On all of the above points, Obama has convincing and pragmatic plans. And while some of his plans do not go far enough (for example, Obama's health care reform plan stops short of single-payer, which would be my preference) they reflect Obama's carefully developed idea of what seems achievable under the current circumstances. After eight years of ideology-driven mismanagement of the republic, pragmatism seems particularly palatable. Politics, in a democracy, is the art of achieving what is possible. Under President Bush, too often, politics have been interpreted as the means of achieving ideological perfection, by running over one's opponents and by twisting the interpretation of the Constitution in a pretzel, to give the administration quasi-monarchic, if not dictatorial, power.

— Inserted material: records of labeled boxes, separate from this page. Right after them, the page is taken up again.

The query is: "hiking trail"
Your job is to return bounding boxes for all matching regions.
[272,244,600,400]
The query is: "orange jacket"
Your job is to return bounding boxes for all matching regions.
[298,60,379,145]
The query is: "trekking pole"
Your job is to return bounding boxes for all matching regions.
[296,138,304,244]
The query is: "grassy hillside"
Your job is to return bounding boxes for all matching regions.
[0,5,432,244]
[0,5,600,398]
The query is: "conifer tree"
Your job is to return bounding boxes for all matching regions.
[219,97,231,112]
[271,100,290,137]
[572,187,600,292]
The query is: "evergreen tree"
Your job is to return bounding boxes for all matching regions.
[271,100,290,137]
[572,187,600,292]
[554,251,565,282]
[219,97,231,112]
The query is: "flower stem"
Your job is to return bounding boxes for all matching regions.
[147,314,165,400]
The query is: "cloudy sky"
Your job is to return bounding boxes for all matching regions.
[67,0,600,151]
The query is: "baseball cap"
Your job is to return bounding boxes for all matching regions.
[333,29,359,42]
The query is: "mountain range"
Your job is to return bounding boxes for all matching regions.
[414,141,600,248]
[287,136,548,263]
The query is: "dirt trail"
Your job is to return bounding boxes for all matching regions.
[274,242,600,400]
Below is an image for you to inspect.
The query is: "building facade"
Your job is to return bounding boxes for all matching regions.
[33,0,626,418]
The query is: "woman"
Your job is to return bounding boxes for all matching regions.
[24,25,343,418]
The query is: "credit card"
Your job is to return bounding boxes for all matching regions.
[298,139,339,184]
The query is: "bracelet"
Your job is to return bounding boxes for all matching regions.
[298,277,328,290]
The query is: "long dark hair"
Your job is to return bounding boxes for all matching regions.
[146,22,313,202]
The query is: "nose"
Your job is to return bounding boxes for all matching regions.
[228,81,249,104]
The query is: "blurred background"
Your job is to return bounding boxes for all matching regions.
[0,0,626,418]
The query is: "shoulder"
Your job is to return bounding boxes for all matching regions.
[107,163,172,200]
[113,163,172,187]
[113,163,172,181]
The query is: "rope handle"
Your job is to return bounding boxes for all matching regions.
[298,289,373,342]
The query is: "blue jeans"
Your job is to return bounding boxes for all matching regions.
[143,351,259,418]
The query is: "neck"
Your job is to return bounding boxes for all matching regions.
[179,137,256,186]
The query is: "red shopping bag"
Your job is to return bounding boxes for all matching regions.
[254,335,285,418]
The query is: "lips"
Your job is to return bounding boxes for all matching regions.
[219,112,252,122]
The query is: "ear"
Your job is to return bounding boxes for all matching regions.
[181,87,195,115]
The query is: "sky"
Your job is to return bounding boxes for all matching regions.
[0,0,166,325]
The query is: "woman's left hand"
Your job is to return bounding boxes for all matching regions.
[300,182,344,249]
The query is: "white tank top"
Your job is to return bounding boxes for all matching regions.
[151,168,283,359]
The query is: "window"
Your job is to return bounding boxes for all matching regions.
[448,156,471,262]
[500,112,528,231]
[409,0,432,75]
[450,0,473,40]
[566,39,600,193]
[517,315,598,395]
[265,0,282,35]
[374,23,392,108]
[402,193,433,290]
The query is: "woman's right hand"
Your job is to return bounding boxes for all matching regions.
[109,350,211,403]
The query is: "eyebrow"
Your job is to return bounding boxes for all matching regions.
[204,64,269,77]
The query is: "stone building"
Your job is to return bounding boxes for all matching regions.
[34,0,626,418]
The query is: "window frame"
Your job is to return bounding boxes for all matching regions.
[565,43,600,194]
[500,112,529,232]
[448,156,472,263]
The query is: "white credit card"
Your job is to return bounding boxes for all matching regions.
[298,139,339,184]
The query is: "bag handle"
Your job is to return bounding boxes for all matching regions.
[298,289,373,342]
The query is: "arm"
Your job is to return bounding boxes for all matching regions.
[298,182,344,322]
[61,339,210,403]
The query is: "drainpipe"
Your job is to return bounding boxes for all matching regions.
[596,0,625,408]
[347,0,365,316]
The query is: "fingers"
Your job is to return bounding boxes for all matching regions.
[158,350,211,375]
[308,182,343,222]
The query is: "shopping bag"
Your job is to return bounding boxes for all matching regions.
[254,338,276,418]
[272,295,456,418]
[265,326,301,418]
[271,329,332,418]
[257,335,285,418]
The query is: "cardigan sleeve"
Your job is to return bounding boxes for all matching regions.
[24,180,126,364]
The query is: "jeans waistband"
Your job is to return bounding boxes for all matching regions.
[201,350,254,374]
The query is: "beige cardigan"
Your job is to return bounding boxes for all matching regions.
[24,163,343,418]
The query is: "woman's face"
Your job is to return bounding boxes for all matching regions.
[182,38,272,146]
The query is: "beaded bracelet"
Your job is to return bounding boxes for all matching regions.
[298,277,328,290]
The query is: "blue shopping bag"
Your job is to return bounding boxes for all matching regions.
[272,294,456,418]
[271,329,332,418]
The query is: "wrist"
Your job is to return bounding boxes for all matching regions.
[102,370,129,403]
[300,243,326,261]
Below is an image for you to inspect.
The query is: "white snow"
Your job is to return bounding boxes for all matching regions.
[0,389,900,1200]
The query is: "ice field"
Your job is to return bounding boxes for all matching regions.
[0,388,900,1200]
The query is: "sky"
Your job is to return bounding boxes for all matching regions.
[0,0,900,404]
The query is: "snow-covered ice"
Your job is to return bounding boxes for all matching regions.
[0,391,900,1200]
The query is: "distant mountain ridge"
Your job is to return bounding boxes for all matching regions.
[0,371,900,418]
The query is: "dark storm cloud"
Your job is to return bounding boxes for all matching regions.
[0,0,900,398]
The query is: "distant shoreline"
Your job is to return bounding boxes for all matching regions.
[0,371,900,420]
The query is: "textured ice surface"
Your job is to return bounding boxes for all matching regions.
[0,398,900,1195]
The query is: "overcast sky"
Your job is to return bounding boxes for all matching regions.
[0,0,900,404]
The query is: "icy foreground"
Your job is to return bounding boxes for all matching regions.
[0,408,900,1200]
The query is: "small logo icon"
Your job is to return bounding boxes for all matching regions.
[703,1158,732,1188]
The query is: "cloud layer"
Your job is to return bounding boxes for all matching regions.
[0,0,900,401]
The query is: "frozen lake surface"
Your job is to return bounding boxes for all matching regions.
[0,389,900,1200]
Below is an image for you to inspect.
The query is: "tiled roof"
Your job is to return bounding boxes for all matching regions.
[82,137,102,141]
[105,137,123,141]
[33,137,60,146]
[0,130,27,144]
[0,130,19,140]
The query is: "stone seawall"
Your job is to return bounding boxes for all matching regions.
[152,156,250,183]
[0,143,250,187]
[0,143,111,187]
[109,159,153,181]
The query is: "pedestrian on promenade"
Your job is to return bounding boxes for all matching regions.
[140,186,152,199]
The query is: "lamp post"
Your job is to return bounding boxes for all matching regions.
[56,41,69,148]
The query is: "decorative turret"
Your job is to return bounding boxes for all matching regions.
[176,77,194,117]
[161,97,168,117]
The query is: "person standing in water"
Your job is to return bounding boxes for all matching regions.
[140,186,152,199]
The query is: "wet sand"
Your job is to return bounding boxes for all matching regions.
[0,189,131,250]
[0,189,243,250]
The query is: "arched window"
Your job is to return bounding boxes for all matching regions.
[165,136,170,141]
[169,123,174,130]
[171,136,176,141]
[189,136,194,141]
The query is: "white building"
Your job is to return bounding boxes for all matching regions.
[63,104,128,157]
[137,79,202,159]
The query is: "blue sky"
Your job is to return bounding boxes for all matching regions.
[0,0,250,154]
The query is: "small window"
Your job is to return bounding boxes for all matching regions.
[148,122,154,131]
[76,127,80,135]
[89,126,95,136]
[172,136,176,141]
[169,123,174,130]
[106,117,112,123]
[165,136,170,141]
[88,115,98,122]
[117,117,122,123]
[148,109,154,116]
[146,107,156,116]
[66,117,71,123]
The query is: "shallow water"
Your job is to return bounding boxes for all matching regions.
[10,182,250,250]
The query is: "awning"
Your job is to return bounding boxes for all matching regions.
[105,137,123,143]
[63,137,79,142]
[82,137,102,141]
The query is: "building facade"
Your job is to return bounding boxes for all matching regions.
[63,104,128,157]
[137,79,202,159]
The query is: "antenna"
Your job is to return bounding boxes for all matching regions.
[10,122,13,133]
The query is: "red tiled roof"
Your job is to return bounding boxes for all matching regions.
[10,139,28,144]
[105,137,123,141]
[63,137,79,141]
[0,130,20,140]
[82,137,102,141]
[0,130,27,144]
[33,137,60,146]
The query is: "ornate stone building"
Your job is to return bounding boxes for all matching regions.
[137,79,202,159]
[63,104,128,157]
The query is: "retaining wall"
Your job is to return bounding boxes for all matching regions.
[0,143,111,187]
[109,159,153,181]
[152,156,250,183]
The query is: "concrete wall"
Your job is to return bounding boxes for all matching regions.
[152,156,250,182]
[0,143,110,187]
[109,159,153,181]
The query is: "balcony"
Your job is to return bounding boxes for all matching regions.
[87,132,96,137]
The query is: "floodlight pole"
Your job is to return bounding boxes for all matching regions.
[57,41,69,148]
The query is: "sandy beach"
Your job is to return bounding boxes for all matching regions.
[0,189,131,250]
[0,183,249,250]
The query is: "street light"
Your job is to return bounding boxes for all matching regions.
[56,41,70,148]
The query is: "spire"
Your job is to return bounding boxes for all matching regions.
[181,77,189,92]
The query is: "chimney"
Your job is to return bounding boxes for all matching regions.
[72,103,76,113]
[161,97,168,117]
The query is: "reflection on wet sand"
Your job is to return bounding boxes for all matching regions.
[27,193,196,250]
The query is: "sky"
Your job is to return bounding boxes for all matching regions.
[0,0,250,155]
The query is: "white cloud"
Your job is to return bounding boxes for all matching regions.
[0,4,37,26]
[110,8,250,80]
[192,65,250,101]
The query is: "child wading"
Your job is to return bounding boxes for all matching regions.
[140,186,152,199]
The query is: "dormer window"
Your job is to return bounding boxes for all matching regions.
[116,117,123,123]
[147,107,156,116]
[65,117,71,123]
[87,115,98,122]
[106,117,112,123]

Which brings me to the last, but not least, reason why President Obama would be a breath of fresh air. It would be oh-so-nice to have someone in the White House who has a real appreciation for the importance of the Constitution as the glue that has held together the country for 230 years after its ratification. After eight years of quasi-dictatorial rule by a clan seemingly hell-bent on redefining the Constitution to its exclusive advantage, having a professor of Constitutional Law at the helm would be a dramatic change of course.

In the end, will Obama be able to deliver on his promise of change, or is change going to prove an empty campaign slogan? That depends largely on the support he gets from the American people. As I said, no one president can bring about all the change the country needs, but we can try with Obama and give him what he asked for: our enthusiasm, our commitment and our involvement. Count me in, and I hope we can count on you, too.